How to tell if there are unsaved changes
The following indicators show that there are unsaved changes in your workbook:
- An asterisk displayed next to Save at the bottom of your browser window. If you hover over Save, you can see a tooltip showing the time of the last save.
- A blue dot on the Xcalar icon in the browser tab.
To manually save changes, click Save as shown in the following screenshot.
Understanding what entities are shared by Xcalar users
Because multiple users can use
- Batch dataflow, including its associated parameters and schedule.
Dataset.NOTE: While all users can use the same dataset, only the dataset creator can delete the dataset.
- Export target.
- UDF (user-defined function).
In addition, memory is shared. The amount of memory used by one user affects the amount of memory available for other users.
The following list describes the entities that are not shared among Xcalar users:
In addition, the general settings that control Xcalar Design user interface elements are not shared.
Understanding the license key
To use all features offered by Xcalar Design, a valid license key must be entered during installation. Without a valid license, you cannot perform modeling by using operations such as filtering, finding aggregates, sorting, and joining. You can, however, import and export data.

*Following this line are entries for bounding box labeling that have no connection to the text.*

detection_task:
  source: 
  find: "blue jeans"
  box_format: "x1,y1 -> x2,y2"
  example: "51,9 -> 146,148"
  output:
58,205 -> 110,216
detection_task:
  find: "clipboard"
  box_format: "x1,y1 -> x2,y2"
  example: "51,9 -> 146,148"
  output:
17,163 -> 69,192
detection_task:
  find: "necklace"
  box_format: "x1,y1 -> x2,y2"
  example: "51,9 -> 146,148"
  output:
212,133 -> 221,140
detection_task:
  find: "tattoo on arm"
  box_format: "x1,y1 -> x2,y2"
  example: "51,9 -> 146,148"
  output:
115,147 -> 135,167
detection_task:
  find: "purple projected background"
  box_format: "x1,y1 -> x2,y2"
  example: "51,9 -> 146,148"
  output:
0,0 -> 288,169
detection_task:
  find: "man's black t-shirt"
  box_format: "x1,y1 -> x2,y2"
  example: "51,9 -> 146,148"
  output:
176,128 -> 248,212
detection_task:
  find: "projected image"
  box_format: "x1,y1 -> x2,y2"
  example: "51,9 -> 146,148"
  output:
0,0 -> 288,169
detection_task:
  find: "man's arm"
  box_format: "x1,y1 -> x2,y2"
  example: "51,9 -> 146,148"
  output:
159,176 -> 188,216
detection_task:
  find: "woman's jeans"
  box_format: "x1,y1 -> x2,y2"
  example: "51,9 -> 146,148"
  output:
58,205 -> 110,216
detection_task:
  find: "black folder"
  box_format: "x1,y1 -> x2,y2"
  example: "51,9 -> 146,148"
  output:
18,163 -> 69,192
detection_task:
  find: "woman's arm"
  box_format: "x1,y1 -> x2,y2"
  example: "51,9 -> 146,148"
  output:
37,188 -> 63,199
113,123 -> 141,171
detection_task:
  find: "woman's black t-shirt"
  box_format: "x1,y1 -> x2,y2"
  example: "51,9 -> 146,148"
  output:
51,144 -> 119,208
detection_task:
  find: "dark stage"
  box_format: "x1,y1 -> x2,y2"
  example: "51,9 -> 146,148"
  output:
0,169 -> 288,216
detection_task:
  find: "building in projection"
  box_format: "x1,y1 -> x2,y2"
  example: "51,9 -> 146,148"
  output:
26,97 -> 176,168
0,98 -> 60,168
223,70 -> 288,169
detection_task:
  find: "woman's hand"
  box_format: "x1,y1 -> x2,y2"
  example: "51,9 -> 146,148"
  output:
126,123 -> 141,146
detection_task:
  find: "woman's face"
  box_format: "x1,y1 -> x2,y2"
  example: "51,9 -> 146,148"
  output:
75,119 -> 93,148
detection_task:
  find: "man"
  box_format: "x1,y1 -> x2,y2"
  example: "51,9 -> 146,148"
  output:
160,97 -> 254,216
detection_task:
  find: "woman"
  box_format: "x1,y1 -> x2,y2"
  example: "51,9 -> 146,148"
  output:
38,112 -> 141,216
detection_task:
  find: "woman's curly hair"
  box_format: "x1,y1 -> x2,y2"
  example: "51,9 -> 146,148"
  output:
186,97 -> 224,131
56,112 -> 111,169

If you cannot perform operations due to an invalid license, contact your Xcalar administrator as soon as possible. To ensure uninterrupted services, make sure that you have a valid license at all times.
If you are an administrator, you can update the license in the Setup panel of the Monitor. For more information about the Monitor, see Using Setup (Xcalar admin only).
Xcalar Compute Engine product version and license information
To display Xcalar product versions and the license expiration date, follow these steps:
- Click in the upper right corner of the Xcalar Design window.
In the drop-down menu, click About to display a modal window that lists product versions, license expiration date, and copyright information.
If the License Key Expiration is Unlicensed, the cluster does not have a valid license key, and you can perform only a limited number of operations.